8. Okt.
Vertrag zu Ried zwischen Österreich und Bayern, welches sich vom Rheinbunde lossagt und dem Bündnis gegen Napoleon beitritt. Dafür wird dem König Max Joseph von Bayern (1799–1825) die Erhaltung seines durch Napoleon vergrößerten Gebietes zugesichert.
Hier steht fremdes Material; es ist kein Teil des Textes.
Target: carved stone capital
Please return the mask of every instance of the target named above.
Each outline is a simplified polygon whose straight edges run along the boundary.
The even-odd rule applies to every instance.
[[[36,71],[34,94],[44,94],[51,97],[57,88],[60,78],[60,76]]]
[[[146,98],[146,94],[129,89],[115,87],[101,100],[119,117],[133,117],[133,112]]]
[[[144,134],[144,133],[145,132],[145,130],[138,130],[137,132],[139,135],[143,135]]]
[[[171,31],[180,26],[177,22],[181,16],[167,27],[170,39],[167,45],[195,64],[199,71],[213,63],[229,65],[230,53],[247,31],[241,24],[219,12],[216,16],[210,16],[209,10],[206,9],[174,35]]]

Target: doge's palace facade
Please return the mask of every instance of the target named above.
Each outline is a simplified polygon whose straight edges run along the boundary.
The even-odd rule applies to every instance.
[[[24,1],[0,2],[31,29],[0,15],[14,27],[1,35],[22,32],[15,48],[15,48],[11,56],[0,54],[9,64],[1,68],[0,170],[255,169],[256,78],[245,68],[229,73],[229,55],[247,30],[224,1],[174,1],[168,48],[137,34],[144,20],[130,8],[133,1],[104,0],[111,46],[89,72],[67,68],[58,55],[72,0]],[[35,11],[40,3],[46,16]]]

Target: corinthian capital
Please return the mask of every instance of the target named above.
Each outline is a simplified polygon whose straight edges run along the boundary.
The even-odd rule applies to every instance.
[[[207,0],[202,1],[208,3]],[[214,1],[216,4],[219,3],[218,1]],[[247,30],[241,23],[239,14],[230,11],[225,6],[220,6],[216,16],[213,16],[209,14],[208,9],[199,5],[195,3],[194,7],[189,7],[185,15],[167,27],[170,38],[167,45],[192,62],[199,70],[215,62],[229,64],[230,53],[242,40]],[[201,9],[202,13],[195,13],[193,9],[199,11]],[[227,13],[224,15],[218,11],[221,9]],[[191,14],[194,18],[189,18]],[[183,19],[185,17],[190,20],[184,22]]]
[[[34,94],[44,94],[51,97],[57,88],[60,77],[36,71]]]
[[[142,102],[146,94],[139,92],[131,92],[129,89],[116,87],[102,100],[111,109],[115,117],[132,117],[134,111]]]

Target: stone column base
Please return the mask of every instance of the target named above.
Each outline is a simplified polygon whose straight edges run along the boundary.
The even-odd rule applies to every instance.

Als die 3 Hauptheere der Verbündeten eine Vereinigung im Rücken Napoleons versuchen, verläßt dieser Dresden, zieht nach Düben (an der Mulde) gegen Blücher, der ihm ausweicht, versammelt dann seine Truppen bei Leipzig gegen die inzwischen durch die Elbpässe gedrungene Böhmische Armee. Reitergefecht bei Libertwolkwitz (14. Okt.).
16. 18. 19. Okt.
Völkerschlacht bei Leipzig.
Am 16. Okt. unentschiedener Kampf Napoleons gegen die Böhmische Armee (Schwarzenberg) bei Wachau (südl. von Leipzig); Sieg Blüchers bei Möckern (nördl. von Leipzig) über Marmont.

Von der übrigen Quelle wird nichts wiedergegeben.